Quantum cryptography is one of the best solutions — in theory, the laws of physics make a network linked by quantum connections unhackable. In practice, there is a big problem: quantum key distribution only works over relatively short distances. Photons, which are used for these transmissions, get scattered or absorbed along the route. Record distances for quantum key distribution so far have been 421km (in 2018), and a Chinese research group last year took this to 509km.

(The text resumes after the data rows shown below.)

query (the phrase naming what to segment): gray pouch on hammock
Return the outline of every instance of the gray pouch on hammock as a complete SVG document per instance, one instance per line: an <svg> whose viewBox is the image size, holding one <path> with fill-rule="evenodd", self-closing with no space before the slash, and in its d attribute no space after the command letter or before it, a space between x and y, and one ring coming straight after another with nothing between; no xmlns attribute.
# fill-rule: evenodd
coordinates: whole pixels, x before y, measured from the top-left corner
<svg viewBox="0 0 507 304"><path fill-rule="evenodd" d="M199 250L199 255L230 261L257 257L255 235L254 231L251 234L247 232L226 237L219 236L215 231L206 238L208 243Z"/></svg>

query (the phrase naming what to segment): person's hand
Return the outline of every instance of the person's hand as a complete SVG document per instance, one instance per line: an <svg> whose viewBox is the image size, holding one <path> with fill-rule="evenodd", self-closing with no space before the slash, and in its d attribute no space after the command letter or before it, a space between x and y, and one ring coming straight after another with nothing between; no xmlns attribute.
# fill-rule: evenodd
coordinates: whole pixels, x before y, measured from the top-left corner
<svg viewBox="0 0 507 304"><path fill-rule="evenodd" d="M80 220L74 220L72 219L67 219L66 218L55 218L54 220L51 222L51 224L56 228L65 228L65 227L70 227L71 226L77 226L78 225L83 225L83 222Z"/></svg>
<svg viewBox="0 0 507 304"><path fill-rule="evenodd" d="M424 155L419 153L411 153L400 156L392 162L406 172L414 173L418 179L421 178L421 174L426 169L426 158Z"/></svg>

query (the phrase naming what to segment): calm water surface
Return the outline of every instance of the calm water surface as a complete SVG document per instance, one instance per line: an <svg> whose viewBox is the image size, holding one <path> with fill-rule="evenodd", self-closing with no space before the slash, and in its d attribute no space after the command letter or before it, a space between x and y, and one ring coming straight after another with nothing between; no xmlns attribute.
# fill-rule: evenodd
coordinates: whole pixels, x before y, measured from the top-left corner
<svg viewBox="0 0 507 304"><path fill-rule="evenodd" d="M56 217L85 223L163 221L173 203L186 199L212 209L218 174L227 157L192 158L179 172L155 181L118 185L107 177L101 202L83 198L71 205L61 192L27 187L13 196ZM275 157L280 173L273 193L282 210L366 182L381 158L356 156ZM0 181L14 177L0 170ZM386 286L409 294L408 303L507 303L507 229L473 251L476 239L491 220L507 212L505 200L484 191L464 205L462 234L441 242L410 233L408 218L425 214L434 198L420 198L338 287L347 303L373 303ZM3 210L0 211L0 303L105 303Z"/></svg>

In order to send a secure quantum key between, say, London and New York (5,567km) to secure a stock market trade, you’d need to put multiple repeaters into the line to boost the signal. Each one of these repeaters becomes a potential point of vulnerability, where the signal can be intercepted. So quantum cryptography developers have been trying to find ways to do without these.
Some companies are trying to solve this by building new networks — UK-based Arqit, which recently announced plans to go public via a $1.4bn SPAC, for example, is planning to use satellites to distribute secure quantum cryptography keys. But this infrastructure will take time to put in place. One big advantage of Terra Quantum’s solution is that it can run inside a standard optical fibre line, already in use today in telecoms networks.
The technology is based on measuring the loss of photons over a particular line and carefully controlling the transmitted signal so that the amount of signal that an eavesdropper on the line is never enough to be able to extract meaningful information.
“We can know exactly how much of the signal is being intercepted and can tweak it to make sure that the eavesdropper only gets a few photons — which would be obscured by quantum noise,” says Nikita Kirsanov, project lead at Terra Quantum.
The technique is based around the second law of thermodynamics — the one that states that entropy always increases. There is a short video explainer of it here:
and a more detailed academic paper published here.
But Pflitsch is keen to stress that the technology is not in the realms of academic papers. Terra Quantum is in talks with several telecoms companies to run proof of concept projects to demonstrate the system. “This is not something for the future, we can do this today,” he said.